Overview
At Bluebono, I designed and implemented a comprehensive loan-to-value estimation and market-score evaluation pipeline for residential properties. This project covered the full data science lifecycle from project scoping and data acquisition to model deployment.
Key Contributions
Data Acquisition & Vendor Management
Directed dataset acquisition efforts by:
- Evaluating multiple data vendors and their offerings
- Negotiating contracts for optimal pricing and data access
- Integrating a real-time data feed from the California Regional Multiple Listing Service (CRMLS) via the Trestle API
This established a reliable, up-to-date data pipeline for property information across California.
Large-Scale Data Engineering
Engineered and processed a massive dataset consisting of:
- 11.3 million property records
- 1,000+ market features per property
This required building robust ETL pipelines capable of handling data at scale while maintaining data quality and consistency.

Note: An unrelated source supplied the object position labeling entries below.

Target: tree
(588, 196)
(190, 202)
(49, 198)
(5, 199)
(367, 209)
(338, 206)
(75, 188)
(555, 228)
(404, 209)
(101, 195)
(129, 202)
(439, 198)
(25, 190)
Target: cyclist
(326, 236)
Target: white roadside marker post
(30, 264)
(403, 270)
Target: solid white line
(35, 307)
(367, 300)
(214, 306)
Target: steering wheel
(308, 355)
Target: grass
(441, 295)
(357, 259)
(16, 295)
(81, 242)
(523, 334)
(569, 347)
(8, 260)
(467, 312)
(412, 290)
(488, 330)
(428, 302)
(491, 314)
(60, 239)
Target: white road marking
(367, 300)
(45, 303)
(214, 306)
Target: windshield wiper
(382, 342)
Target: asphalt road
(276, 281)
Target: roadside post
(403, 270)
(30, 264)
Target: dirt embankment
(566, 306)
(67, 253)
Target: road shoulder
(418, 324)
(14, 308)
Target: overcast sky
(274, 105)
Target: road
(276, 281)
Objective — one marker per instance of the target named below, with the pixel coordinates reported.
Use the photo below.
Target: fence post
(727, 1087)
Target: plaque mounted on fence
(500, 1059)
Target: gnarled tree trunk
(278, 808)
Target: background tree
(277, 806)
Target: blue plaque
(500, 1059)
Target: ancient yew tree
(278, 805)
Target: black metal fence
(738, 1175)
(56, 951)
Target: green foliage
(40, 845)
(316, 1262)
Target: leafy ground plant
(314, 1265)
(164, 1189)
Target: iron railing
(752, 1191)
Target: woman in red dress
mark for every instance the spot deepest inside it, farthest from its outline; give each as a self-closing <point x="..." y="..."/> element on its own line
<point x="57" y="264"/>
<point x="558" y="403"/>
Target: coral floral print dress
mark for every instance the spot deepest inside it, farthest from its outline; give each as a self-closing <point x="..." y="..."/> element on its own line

Feature Engineering & Dimensionality Reduction
Applied unsupervised feature clustering techniques to:
- Group highly correlated variables together
- Reduce dimensionality by 65%
- Improve model interpretability without sacrificing predictive power
This approach made the resulting models more explainable for business stakeholders while maintaining strong performance.
Technical Stack
- Data Processing: Python, Pandas, SQL
- APIs: Trestle API (CRMLS)
- ML Techniques: Unsupervised Clustering, Feature Selection
- Scale: 11.3M+ records, 1000+ features
Impact
The pipeline I built enables Bluebono to provide accurate property valuations and market scores, helping clients make informed decisions in the competitive California real estate market.